Solving a multivariate equation for asymptotic complexity

Question

I have a function $f(m, n)$ with time complexity $T(m, n)$ characterized by the recurrence relation

$$\begin{align} T(m,\ n) &= 2T\bigl(\frac{m}{2}, \frac{n}{2}\bigr) + c_0 \log n + c_1.\\ T(m,\ 1) &= T\bigl(\frac{m}{2}, 1 \bigr) + c_1 \\ T(0,\ n) &= 1 \\ T(m,\ 0) &= 1 \end{align}$$

I can see that for fixed $m$, this is $O(n)$, and for fixed $n$, this is $O(m)$. But I don't see how I can get an expression that characterizes the performance in terms of variable $m$ and $n$.
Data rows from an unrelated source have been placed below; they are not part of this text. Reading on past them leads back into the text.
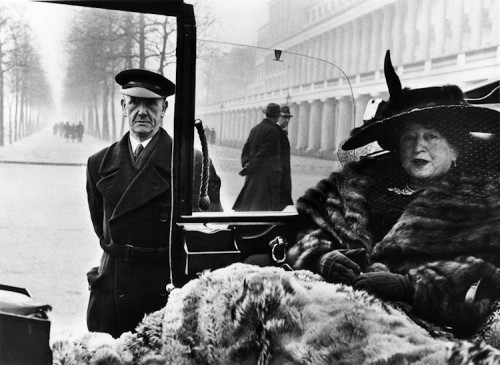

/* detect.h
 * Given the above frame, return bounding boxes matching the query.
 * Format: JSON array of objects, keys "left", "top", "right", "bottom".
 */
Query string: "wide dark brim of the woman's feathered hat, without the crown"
[{"left": 342, "top": 105, "right": 500, "bottom": 150}]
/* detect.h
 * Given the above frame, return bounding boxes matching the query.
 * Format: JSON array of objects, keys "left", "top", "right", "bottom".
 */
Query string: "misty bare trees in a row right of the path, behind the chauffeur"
[{"left": 64, "top": 3, "right": 213, "bottom": 141}]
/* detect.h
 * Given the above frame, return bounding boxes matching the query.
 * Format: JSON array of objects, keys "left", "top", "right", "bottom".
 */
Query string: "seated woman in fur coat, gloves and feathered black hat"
[{"left": 287, "top": 55, "right": 500, "bottom": 337}]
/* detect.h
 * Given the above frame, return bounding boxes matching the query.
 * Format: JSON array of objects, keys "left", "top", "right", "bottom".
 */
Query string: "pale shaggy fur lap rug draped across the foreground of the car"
[{"left": 52, "top": 264, "right": 500, "bottom": 365}]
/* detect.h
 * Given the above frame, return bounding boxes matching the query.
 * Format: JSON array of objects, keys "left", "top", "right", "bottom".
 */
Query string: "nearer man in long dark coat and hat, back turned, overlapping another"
[{"left": 233, "top": 103, "right": 286, "bottom": 211}]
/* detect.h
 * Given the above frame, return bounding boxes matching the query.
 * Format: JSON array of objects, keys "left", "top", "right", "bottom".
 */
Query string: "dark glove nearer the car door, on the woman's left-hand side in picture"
[{"left": 318, "top": 251, "right": 361, "bottom": 284}]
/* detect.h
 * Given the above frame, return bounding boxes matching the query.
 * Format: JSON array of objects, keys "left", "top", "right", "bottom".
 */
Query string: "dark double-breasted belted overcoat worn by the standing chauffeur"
[{"left": 87, "top": 129, "right": 172, "bottom": 336}]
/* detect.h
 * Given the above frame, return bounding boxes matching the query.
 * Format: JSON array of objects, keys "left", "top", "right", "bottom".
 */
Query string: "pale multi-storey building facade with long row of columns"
[{"left": 198, "top": 0, "right": 500, "bottom": 158}]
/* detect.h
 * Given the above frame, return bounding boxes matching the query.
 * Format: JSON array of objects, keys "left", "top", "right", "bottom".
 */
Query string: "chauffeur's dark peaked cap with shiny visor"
[{"left": 115, "top": 69, "right": 175, "bottom": 98}]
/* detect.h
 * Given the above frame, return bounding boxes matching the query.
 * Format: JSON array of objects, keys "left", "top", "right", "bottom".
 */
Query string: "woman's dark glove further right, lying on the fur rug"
[{"left": 353, "top": 272, "right": 413, "bottom": 302}]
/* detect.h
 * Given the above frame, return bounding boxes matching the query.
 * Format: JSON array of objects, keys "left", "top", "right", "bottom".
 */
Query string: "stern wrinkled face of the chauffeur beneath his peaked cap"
[{"left": 121, "top": 95, "right": 168, "bottom": 141}]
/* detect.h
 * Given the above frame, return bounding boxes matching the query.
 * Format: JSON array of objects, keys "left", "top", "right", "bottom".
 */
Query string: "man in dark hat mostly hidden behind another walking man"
[{"left": 278, "top": 105, "right": 293, "bottom": 206}]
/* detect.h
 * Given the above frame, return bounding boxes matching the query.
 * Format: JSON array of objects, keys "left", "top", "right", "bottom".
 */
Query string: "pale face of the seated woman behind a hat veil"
[{"left": 399, "top": 123, "right": 458, "bottom": 182}]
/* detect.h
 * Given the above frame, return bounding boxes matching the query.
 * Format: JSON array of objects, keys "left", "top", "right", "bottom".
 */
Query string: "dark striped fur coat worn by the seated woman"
[{"left": 288, "top": 156, "right": 500, "bottom": 337}]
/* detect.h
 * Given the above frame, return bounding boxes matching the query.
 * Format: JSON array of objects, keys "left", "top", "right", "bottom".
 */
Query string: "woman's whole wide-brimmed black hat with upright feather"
[{"left": 342, "top": 51, "right": 500, "bottom": 151}]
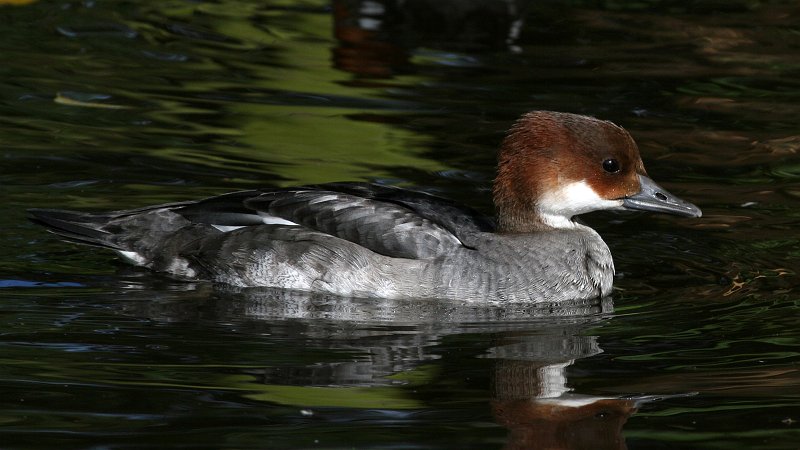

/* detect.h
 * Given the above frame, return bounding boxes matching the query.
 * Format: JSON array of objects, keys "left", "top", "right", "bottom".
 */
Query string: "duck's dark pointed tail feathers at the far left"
[{"left": 28, "top": 209, "right": 122, "bottom": 250}]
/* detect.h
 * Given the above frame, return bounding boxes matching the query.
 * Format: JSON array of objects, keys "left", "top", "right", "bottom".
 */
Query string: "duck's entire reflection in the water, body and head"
[{"left": 115, "top": 286, "right": 692, "bottom": 449}]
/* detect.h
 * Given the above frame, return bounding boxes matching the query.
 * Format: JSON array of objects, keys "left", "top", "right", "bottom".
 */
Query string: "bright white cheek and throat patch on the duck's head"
[{"left": 536, "top": 180, "right": 622, "bottom": 228}]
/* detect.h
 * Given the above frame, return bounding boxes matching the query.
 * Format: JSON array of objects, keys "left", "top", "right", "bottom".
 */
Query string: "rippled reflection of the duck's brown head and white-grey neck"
[{"left": 489, "top": 327, "right": 637, "bottom": 449}]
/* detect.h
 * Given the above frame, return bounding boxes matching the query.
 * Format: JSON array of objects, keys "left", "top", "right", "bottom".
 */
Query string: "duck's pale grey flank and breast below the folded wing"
[{"left": 184, "top": 225, "right": 614, "bottom": 302}]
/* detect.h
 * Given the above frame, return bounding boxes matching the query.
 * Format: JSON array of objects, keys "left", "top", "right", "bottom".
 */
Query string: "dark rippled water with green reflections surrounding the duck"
[{"left": 0, "top": 0, "right": 800, "bottom": 449}]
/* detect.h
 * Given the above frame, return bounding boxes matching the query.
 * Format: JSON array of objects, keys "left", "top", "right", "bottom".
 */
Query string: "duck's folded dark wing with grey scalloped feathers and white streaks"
[{"left": 178, "top": 183, "right": 493, "bottom": 259}]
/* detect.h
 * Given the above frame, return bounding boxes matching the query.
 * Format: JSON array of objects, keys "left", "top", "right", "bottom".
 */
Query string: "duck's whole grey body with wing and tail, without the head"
[{"left": 32, "top": 184, "right": 614, "bottom": 302}]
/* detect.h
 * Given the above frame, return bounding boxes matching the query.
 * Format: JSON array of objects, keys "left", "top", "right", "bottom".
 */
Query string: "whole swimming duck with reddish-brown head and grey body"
[{"left": 29, "top": 111, "right": 702, "bottom": 303}]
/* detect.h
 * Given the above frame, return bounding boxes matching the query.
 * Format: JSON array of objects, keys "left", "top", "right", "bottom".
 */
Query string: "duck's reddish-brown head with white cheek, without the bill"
[{"left": 494, "top": 111, "right": 646, "bottom": 232}]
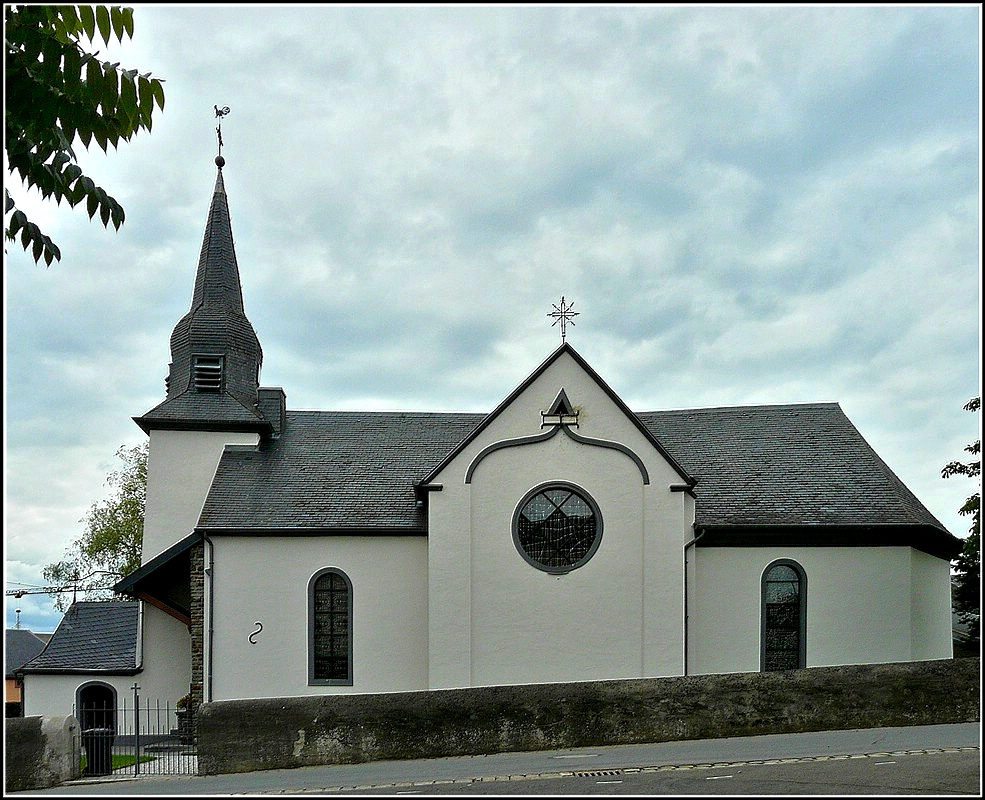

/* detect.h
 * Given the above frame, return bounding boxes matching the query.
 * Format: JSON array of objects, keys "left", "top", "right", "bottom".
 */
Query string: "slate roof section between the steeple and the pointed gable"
[{"left": 199, "top": 411, "right": 485, "bottom": 533}]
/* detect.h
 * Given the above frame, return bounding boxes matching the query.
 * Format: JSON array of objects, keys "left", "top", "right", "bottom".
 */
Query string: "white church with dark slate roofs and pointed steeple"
[{"left": 17, "top": 150, "right": 962, "bottom": 713}]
How can I solve this to find the asymptotic complexity in terms of $m$ and $n$?

Answer 1

Suppose for simplicity that $m=2^a$, $n = 2^b$, $c_0=1$, $c_1=0$, and the base cases are $T(1,\cdot) = T(\cdot,1) = 0$. Then $$ T(2^a,2^b) = 2T(2^{a-1},2^{b-1}) + b = 4T(2^{a-2},2^{b-2}) + b + 2(b-1) = \cdots $$ The number of summands is $c = \min(a,b)$, and using this notation we obtain \begin{align} T(2^a,2^b) &= b + 2(b-1) + 4(b-2) + \cdots + 2^{c-1}(b-c+1) \\ &= (1+2+\cdots+2^{c-1})b - 2^1 (1) - 2^2 (2) - \cdots - 2^{c-1} (c-1) \\ &= (2^c-1)b - 2^c c + 2(2^c-1) \\ &= 2^c(b+2-c) - (b + 2). \end{align} In other words, $$ T(2^a,2^b) = \begin{cases} 2^{b+1} - (b+2) & \text{if } a \geq b, \\ (b+2)(2^a-1) - a2^a & \text{if } b \geq a. \end{cases} $$ When $m \geq n$, this gives $T(m,n) = \Theta(n)$, and when $n > m$, we get $T(m,n) = \Theta(m\log (n/m)+m)$.